Member of the Wisconsin Senate from the 1st district
- In office January 2, 1871 – January 6, 1873
- Preceded by: David Taylor
- Succeeded by: Patrick H. O'Rourk

District Attorney of Sheboygan County, Wisconsin
- In office November 1864 – January 1, 1871
- Appointed by: James T. Lewis
- Preceded by: Ellery B. Treat
- Succeeded by: Conrad Krez
- In office October 1862 – January 1, 1863
- Appointed by: Edward Salomon
- Preceded by: Conrad Krez
- Succeeded by: Ellery B. Treat

Personal details
- Born: February 28, 1836 Center Lisle, New York, U.S.
- Died: March 19, 1875 (aged 39) Sheboygan, Wisconsin, U.S.
- Resting place: Wildwood Cemetery, Sheboygan
- Party: Republican
- Spouse: Lucy Hannah Brown ​ ​(m. 1858⁠–⁠1875)​
- Children: Frances Lucy (Tallmadge); ^{(b. 1860; died 1933)}; Charles Brown Jones; ^{(b. 1862; died 1897)}; John Howe Jones Jr.; ^{(b. 1874; died 1875)};
- Relatives: Charles S. Jones (brother)
- Profession: Lawyer

= John H. Jones (American politician) =

American politician (1836-1875)

John Howe Jones Sr. (February 18, 1836 – March 19, 1875) was an American lawyer, Republican politician, and Wisconsin pioneer. He served two years in the Wisconsin Senate, representing Sheboygan County during the 1871 and 1872 terms. He also served 6 years as district attorney of Sheboygan County.

==Biography==
John H. Jones was born in Center Lisle, Broome County, New York, in February 1836. He was a studious child, and at age 14 went to live with his elder brother, Charles S. Jones, who had recently established himself as a merchant in Coudersport, Pennsylvania. While living with his brother, he attended a local academy, but decided not to attend college. He instead chose to read law with attorney Arthur G. Olmsted in Coudersport. Jones was admitted to the bar the day after his 21st birthday, in February 1857.

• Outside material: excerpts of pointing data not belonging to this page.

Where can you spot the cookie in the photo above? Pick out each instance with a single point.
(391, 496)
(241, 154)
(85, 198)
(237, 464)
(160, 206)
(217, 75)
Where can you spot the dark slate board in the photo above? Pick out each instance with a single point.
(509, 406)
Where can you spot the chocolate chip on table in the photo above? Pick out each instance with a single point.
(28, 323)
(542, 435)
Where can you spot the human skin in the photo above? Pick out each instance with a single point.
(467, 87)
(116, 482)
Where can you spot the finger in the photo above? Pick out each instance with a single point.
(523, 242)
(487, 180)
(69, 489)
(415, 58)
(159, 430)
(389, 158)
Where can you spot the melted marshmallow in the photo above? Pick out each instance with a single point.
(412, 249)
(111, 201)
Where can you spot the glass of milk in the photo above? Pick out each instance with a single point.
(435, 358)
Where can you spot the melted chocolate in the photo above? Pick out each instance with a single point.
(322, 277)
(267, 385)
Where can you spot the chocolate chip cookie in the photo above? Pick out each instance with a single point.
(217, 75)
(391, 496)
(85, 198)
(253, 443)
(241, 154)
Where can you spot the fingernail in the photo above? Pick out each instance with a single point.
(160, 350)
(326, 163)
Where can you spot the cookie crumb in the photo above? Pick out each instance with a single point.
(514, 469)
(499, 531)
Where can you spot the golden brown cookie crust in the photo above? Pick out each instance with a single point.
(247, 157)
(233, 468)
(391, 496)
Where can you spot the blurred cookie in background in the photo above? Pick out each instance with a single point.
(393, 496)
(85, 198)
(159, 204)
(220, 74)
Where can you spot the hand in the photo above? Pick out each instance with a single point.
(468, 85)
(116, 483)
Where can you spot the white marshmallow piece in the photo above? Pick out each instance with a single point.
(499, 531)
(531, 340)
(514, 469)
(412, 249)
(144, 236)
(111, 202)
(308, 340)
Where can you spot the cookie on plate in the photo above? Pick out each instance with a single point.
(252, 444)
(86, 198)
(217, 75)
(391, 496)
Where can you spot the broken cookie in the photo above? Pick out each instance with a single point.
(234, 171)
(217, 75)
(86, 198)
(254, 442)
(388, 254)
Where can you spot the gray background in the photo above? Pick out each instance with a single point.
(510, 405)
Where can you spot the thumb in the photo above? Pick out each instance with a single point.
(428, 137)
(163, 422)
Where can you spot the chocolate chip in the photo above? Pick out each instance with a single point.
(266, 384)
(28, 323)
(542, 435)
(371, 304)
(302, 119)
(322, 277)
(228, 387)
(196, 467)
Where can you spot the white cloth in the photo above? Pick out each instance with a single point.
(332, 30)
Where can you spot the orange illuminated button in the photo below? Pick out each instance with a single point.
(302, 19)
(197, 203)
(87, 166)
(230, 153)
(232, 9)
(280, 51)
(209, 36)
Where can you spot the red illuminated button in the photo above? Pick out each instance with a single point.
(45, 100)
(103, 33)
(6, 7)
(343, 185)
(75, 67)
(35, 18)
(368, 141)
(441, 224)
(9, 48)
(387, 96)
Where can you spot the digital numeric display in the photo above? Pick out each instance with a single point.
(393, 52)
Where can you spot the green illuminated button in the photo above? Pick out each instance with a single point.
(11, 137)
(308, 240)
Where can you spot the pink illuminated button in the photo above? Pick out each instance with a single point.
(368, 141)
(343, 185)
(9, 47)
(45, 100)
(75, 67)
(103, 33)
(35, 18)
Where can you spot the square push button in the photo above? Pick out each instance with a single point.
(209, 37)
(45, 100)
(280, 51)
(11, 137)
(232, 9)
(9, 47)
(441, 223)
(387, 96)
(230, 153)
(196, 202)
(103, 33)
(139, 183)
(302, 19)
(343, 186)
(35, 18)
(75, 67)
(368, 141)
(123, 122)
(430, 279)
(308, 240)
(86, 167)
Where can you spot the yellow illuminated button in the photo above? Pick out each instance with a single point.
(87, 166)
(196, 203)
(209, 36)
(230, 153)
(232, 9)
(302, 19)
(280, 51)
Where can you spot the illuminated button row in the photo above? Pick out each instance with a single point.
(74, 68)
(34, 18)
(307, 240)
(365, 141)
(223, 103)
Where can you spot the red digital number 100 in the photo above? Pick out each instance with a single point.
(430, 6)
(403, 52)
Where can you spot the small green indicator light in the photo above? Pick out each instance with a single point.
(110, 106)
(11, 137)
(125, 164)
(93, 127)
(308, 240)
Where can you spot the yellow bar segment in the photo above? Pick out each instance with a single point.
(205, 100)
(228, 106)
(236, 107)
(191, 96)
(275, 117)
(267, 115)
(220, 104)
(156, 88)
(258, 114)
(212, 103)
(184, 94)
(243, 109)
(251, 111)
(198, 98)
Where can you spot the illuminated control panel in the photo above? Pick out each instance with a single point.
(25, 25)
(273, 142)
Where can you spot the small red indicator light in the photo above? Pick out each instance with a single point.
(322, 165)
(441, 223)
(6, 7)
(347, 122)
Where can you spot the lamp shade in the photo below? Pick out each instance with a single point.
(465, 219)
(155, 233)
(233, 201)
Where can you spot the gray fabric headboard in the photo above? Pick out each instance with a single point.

That year, he set out for new opportunities in the west and settled in Sheboygan, Wisconsin. He worked as a junior law partner to former district attorney Crosby W. Ellis from 1857 to 1862.

In October 1862, Jones was appointed interim district attorney for Sheboygan County by governor Edward Salomon, after the resignation of the elected district attorney Conrad Krez. He served only briefly, with a new elected district attorney, Ellery B. Treat, taking office in 1863, but Treat also resigned early, and Jones was reappointed in the fall of 1864. That year, Jones ran for a full term as district attorney, on the National Union Party ticket, and won. He was re-elected in 1866 and 1868, running as a Republican.

In 1870, the Republican county convention unanimously nominated him as their candidate for Wisconsin Senate in the 1st Senate district, which then comprised all of Sheboygan County. In the general election, Jones defeated the Democratic candidate, former state senator Robert H. Hotchkiss, taking 53% of the vote.

He was pushed as a candidate for attorney general of Wisconsin in 1873, but did not formally enter that race. He suffered from declining health due to tuberculosis and went south to Kansas from winter 1873 to summer 1874. His health never recovered, and he died at his home in Sheboygan on March 19, 1875, at age 39.

==Personal life and family==
John H. Jones was the last of at least seven children born to Levi Jones (1793-1856) and his first wife Fanny (' Storrs; 1797-1848). Levi Jones was a prominent citizen in Broome County, New York, and served several years as associate judge of the county.

John's elder brothers Frank Lavosieur Jones and Charles Storrs Jones became prominent in business and politics in Potter County, Pennsylvania.

John Jones' maternal ancestors were descendants of Samuel Storrs, who emigrated from England to the Massachusetts Bay Colony in 1663.

John Jones married Lucy Hannah Brown (1842-1918) on November 9, 1858. Lucy was born in Milwaukee and came to Sheboygan County with her parents; her father was a church deacon and well respected among the early settlers. John and Lucy had at least three children together, though their youngest child died in infancy.